Anti-hazing Lofton’s Law passes House Judiciary Committee
FRANKFORT — An anti-hazing bill is one step closer to becoming law in Kentucky after a 15-1 vote by the House Judiciary Committee.
Known as Lofton’s Law, Senate Bill 9, was introduced after the death of 18-year-old Thomas “Lofton” Hazelwood, a University of Kentucky freshman who was found unconscious in Farmhouse Fraternity after drinking approximately 18 shots of bourbon. He later died of alcohol poisoning.
Although an investigation by UK found that Hazelwood’s death was not directly related to hazing, his story reflected an issue that plagues universities across the state.

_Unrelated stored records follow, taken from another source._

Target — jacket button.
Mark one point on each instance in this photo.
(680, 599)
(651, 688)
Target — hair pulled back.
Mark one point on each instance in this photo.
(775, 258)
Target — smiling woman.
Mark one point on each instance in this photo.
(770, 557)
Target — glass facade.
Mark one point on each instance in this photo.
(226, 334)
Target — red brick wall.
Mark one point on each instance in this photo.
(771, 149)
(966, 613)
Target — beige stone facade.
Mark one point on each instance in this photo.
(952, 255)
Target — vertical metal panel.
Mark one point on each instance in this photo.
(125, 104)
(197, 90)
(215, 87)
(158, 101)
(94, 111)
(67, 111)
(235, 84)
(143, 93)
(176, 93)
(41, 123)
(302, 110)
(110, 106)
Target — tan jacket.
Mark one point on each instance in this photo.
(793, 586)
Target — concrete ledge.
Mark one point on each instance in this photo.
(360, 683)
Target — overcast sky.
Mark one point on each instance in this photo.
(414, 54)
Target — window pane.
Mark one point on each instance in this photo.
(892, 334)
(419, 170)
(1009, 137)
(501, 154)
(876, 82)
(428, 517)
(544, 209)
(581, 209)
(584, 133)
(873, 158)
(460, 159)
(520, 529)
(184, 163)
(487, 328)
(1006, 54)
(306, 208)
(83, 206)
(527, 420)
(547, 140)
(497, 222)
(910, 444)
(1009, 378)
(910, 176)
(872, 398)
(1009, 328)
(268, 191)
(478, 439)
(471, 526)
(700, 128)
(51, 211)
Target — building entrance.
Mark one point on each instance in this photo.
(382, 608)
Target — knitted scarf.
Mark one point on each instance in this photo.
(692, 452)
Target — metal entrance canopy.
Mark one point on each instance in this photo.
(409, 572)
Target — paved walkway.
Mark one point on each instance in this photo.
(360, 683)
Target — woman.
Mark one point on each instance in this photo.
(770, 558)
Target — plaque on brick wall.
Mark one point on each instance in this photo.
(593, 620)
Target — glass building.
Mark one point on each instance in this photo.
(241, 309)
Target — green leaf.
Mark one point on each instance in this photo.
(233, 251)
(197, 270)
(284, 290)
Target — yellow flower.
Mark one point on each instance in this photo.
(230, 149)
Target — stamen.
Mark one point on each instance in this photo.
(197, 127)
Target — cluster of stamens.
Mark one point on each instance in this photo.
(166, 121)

“For far too long, hazing has been this awkward rite of passage in Kentucky that many still refuse to acknowledge was wrong,” Sen. Robby Mills, the bill’s sponsor, told the House committee Wednesday. “We believe the elevation of hazing to a crime addresses head-on the seriousness of these actions.”
Tracey and Kirk Hazelwood, Lofton’s parents, attended Wednesday’s committee meeting. Chairman Daniel Elliot, R-Danville, applauded their “persistence and work,” on advancing the bill.
“We’re really excited,” Tracey Hazelwood said in a phone interview earlier Wednesday. “I’m going to be one heartbroken momma if it doesn’t pass.”
The bill passed the Senate on Feb. 23. If Lofton’s Law passes on the House floor, Kentucky would be the 14th state to classify hazing as a felony.